The Ageronia feronia makes a noise like that produced by a toothed wheel passing under a spring catch, and which can be heard at the distance of several yards: I noticed this sound at Rio de Janeiro, only when two of these butterflies were chasing each other in an irregular course, so that it is probably made during the courtship of the sexes.*
* See my Journal of Researches, 1845, p. 33. Mr. Doubleday has detected (Proc. Ent. Soc., March 3, 1845, p. 123) a peculiar membranous sac at the base of the front wings, which is probably connected with the production of the sound. For the case of Thecophora, see Zoological Record, 1869, p. 401. For Mr. Buchanan White's observations, the Scottish Naturalist, July, 1872, p. 214.

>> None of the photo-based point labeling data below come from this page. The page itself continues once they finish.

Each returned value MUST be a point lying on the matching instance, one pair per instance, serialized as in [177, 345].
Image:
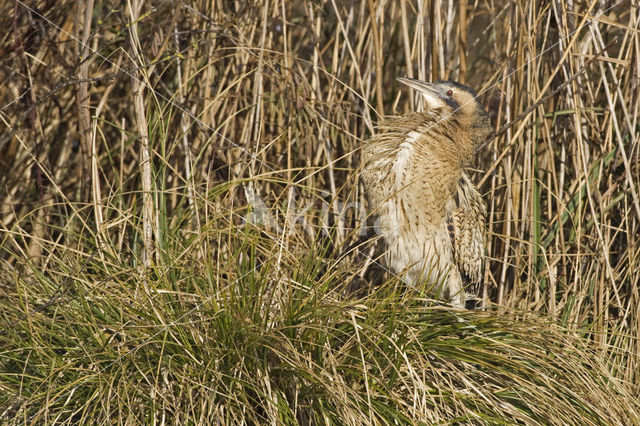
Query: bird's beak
[432, 94]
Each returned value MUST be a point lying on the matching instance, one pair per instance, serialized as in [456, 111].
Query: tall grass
[184, 236]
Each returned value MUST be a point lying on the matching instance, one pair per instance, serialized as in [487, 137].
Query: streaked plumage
[430, 214]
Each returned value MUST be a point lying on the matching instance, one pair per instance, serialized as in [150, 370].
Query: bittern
[430, 214]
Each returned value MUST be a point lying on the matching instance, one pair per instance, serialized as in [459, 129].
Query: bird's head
[450, 99]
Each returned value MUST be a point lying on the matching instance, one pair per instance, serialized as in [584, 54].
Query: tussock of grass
[184, 238]
[256, 340]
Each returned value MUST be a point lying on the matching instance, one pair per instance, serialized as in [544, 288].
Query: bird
[430, 214]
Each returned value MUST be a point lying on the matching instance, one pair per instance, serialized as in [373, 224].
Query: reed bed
[184, 236]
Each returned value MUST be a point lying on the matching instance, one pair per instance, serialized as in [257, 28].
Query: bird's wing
[466, 226]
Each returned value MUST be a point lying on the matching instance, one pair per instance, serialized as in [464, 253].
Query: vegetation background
[182, 236]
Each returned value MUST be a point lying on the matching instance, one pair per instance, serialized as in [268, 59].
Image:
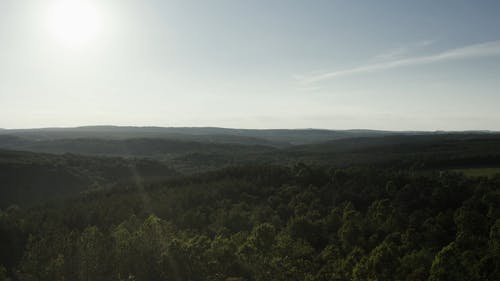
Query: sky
[391, 65]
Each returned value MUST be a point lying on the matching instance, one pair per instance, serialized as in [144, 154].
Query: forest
[372, 207]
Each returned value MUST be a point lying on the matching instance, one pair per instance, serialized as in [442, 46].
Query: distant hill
[270, 137]
[28, 178]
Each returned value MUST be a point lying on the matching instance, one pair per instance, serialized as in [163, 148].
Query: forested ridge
[388, 208]
[265, 223]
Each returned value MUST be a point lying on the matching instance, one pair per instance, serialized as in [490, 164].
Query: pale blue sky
[396, 65]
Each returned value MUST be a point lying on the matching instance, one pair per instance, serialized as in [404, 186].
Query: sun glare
[74, 23]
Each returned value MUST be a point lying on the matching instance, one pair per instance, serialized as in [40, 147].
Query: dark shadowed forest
[389, 207]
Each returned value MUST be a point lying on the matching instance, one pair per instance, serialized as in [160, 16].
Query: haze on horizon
[389, 65]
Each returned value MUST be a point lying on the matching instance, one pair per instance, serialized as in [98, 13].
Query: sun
[74, 23]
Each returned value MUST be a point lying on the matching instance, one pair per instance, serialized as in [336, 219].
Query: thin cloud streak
[487, 49]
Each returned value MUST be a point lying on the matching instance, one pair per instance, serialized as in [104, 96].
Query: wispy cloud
[487, 49]
[403, 50]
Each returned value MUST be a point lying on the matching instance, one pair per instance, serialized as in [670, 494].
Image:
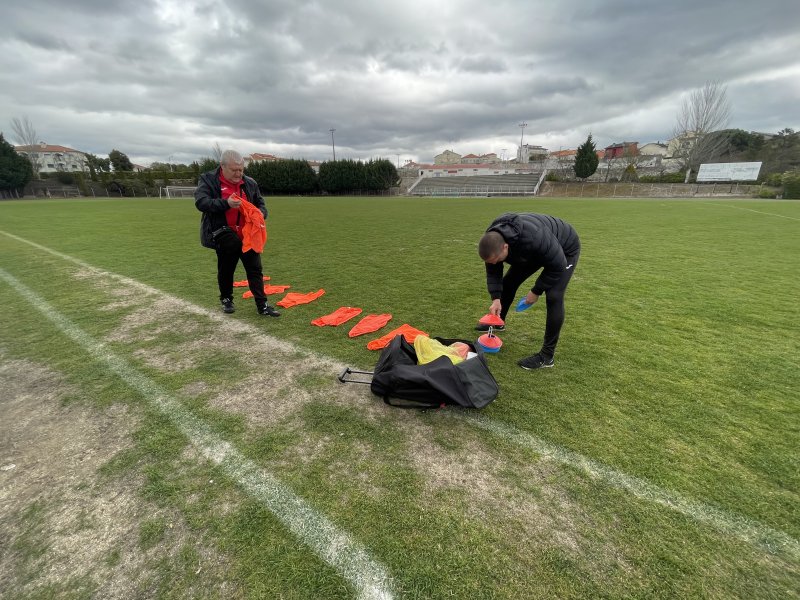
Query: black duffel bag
[400, 381]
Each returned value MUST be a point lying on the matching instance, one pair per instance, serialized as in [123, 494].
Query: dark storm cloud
[163, 78]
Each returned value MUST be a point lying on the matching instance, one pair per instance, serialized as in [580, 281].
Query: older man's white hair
[231, 157]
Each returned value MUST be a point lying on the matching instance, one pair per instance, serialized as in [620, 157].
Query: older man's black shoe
[268, 311]
[227, 305]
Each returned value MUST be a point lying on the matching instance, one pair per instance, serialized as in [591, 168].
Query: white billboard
[728, 172]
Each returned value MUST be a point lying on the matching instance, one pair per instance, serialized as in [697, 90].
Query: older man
[218, 196]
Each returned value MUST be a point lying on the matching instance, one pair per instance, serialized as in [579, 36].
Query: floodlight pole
[522, 127]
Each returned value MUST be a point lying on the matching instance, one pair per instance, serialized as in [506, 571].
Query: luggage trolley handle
[349, 371]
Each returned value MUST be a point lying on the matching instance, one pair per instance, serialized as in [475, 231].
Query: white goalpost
[176, 191]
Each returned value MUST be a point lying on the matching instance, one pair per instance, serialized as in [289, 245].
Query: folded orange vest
[369, 324]
[337, 317]
[408, 332]
[243, 283]
[269, 289]
[293, 298]
[254, 230]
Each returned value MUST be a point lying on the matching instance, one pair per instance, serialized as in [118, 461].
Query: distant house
[564, 155]
[621, 149]
[52, 159]
[653, 149]
[258, 157]
[448, 157]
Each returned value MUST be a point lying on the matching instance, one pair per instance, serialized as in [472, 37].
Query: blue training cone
[489, 342]
[522, 305]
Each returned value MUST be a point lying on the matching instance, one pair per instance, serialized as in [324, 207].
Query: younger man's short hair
[491, 244]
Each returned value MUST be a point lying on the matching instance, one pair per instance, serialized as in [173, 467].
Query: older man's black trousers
[554, 298]
[226, 267]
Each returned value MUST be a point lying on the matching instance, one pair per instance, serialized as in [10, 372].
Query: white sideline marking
[733, 524]
[761, 212]
[335, 547]
[752, 532]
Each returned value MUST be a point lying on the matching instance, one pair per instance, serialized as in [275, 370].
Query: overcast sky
[165, 80]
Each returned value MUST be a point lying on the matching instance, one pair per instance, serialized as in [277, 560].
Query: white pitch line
[370, 579]
[752, 532]
[760, 212]
[733, 524]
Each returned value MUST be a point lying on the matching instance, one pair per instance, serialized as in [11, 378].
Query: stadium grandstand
[520, 184]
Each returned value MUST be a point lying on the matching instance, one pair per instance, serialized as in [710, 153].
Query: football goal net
[177, 191]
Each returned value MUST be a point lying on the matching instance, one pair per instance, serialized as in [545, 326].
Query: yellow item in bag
[429, 350]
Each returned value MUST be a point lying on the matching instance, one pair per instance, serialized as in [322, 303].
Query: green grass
[679, 364]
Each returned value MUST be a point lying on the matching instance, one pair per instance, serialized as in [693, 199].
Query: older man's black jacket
[208, 200]
[534, 241]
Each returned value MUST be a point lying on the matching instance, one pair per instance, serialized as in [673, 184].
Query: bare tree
[25, 135]
[703, 113]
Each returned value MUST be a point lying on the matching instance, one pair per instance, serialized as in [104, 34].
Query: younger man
[529, 242]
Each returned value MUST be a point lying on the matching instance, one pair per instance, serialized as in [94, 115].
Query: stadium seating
[477, 185]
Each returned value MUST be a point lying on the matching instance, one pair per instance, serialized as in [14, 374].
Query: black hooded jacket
[208, 200]
[534, 241]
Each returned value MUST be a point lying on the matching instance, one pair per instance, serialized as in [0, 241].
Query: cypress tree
[586, 160]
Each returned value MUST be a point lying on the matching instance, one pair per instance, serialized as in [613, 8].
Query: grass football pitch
[152, 447]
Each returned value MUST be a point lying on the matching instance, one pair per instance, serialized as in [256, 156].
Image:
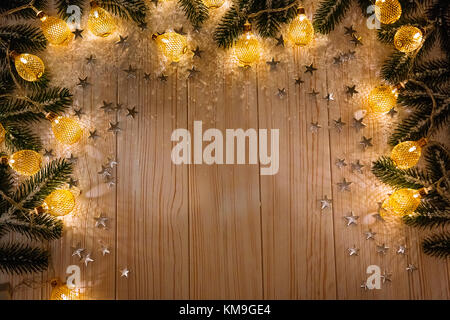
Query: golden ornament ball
[407, 39]
[301, 31]
[55, 30]
[388, 11]
[172, 45]
[59, 202]
[60, 291]
[28, 66]
[406, 154]
[65, 129]
[213, 3]
[100, 21]
[402, 202]
[25, 162]
[247, 49]
[382, 98]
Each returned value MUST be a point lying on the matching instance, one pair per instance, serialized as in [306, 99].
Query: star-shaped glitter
[132, 112]
[351, 90]
[386, 276]
[340, 163]
[325, 203]
[366, 142]
[281, 92]
[382, 249]
[310, 69]
[273, 64]
[314, 127]
[90, 60]
[349, 31]
[87, 259]
[72, 182]
[370, 235]
[358, 124]
[411, 267]
[124, 273]
[351, 219]
[93, 135]
[338, 124]
[78, 33]
[107, 106]
[48, 153]
[353, 251]
[101, 221]
[131, 72]
[344, 185]
[83, 83]
[192, 72]
[78, 112]
[163, 77]
[280, 41]
[298, 81]
[356, 166]
[401, 249]
[197, 52]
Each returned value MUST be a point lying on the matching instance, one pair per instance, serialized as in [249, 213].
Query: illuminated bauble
[388, 11]
[172, 45]
[301, 31]
[59, 202]
[408, 39]
[247, 48]
[213, 3]
[28, 66]
[60, 291]
[65, 129]
[406, 154]
[402, 202]
[25, 162]
[55, 30]
[100, 22]
[382, 98]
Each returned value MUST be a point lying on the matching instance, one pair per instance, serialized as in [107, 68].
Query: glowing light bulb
[100, 22]
[406, 154]
[213, 3]
[173, 45]
[408, 39]
[55, 30]
[59, 203]
[247, 48]
[382, 98]
[24, 162]
[301, 31]
[65, 129]
[388, 11]
[60, 291]
[402, 202]
[28, 66]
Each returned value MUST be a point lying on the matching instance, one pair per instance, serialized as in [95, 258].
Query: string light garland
[301, 31]
[24, 162]
[171, 44]
[28, 66]
[66, 130]
[247, 48]
[408, 38]
[100, 21]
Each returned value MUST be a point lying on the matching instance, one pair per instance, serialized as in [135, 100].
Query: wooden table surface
[225, 231]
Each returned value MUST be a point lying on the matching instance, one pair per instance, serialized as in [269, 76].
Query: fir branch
[329, 14]
[437, 245]
[387, 172]
[19, 258]
[195, 10]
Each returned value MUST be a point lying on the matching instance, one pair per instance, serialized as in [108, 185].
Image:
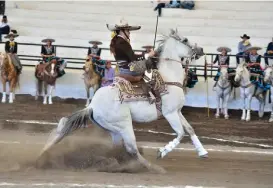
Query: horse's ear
[172, 32]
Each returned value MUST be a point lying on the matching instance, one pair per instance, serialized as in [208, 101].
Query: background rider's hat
[48, 39]
[148, 47]
[245, 36]
[227, 49]
[253, 48]
[122, 25]
[12, 34]
[95, 42]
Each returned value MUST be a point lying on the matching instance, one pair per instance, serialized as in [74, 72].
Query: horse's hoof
[204, 156]
[158, 154]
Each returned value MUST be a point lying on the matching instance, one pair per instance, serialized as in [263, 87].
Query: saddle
[43, 75]
[136, 89]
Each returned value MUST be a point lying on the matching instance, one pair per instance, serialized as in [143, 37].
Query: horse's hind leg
[45, 93]
[55, 136]
[11, 88]
[87, 95]
[4, 95]
[131, 147]
[174, 120]
[196, 142]
[50, 94]
[225, 105]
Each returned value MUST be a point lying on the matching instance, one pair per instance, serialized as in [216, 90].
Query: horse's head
[51, 67]
[88, 66]
[183, 46]
[268, 75]
[241, 70]
[224, 73]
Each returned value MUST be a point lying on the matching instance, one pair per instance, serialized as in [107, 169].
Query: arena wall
[211, 24]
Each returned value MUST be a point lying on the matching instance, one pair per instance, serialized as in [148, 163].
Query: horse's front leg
[218, 98]
[249, 99]
[12, 84]
[243, 98]
[4, 95]
[271, 97]
[50, 94]
[87, 95]
[225, 103]
[45, 93]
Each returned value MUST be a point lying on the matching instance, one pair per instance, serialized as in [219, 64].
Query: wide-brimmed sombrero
[220, 49]
[122, 25]
[11, 34]
[253, 48]
[48, 39]
[147, 47]
[95, 42]
[245, 36]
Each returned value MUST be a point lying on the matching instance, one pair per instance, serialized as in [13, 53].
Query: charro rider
[48, 50]
[122, 50]
[94, 51]
[253, 59]
[11, 48]
[93, 54]
[221, 59]
[48, 54]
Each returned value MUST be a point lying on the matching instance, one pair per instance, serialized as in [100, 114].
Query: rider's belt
[123, 64]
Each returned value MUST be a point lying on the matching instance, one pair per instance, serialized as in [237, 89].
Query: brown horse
[10, 75]
[91, 79]
[46, 74]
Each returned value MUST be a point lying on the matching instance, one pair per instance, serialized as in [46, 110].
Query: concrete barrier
[72, 85]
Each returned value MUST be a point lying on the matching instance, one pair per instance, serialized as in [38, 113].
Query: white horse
[268, 78]
[248, 90]
[223, 90]
[116, 117]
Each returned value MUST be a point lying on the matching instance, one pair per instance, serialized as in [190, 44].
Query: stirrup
[152, 98]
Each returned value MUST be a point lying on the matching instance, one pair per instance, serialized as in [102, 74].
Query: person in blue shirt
[269, 52]
[242, 46]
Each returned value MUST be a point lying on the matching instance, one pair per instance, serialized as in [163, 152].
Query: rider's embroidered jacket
[124, 53]
[253, 58]
[94, 51]
[11, 47]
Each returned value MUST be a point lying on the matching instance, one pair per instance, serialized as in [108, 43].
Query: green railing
[80, 61]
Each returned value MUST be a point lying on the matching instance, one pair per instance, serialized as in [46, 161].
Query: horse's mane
[173, 34]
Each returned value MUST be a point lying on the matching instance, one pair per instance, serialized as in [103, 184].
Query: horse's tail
[75, 121]
[40, 87]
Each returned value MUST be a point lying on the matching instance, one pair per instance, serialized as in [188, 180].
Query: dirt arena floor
[240, 153]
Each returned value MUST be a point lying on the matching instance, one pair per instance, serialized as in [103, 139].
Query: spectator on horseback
[269, 52]
[242, 46]
[11, 48]
[109, 75]
[94, 51]
[253, 59]
[4, 27]
[221, 59]
[122, 50]
[47, 50]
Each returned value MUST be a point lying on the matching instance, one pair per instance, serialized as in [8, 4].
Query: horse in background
[223, 89]
[268, 79]
[109, 111]
[10, 75]
[46, 75]
[91, 80]
[249, 89]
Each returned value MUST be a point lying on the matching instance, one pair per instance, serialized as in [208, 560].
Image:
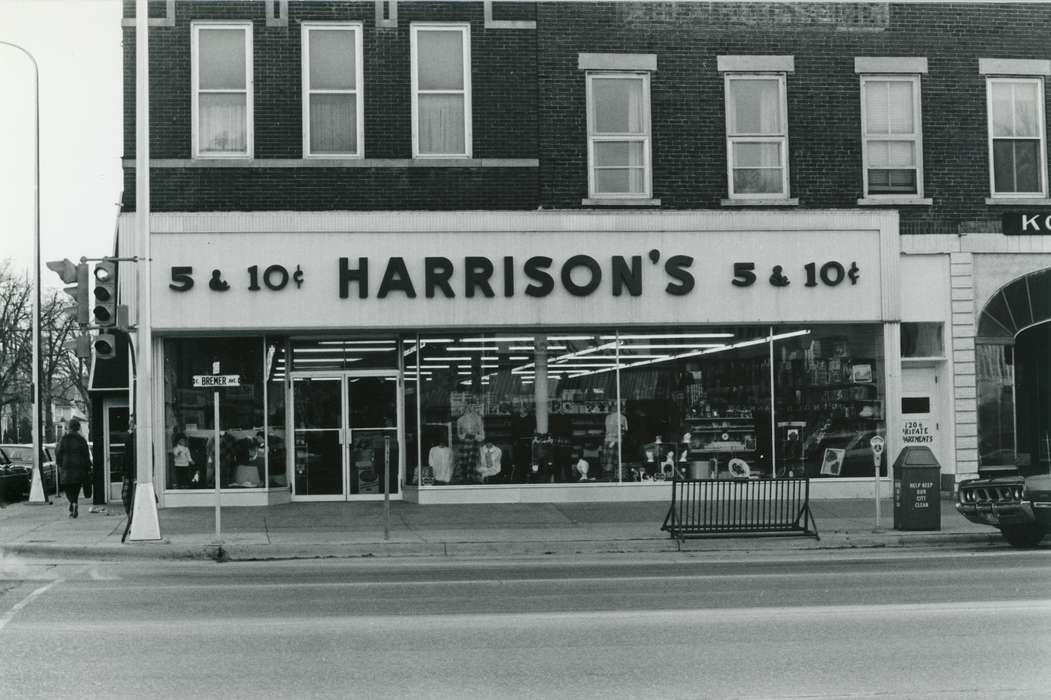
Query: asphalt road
[918, 624]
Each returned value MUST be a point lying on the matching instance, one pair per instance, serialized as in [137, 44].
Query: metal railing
[740, 507]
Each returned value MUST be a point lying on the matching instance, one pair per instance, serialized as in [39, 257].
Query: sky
[77, 44]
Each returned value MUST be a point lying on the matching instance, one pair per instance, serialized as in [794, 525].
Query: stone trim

Some moths also produce sounds; for instance, the males Theocophora fovea. On two occasions Mr. F. Buchanan White* heard a sharp quick noise made by the male of Hylophila prasinana, and which he believes to be produced, as in Cicada, by an elastic membrane, furnished with a muscle. He quotes, also, Guenee, that Setina produces a sound like the ticking of a watch, apparently by the aid of "two large tympaniform vesicles, situated in the pectoral region"; and these "are much more developed in the male than in the female." Hence the sound-producing organs in the Lepidoptera appear to stand in some relation with the sexual functions. I have not alluded to the well-known noise made by the death's head sphinx, for it is generally heard soon after the moth has emerged from its cocoon.
* The Scottish Naturalist, July, 1872, p. 213.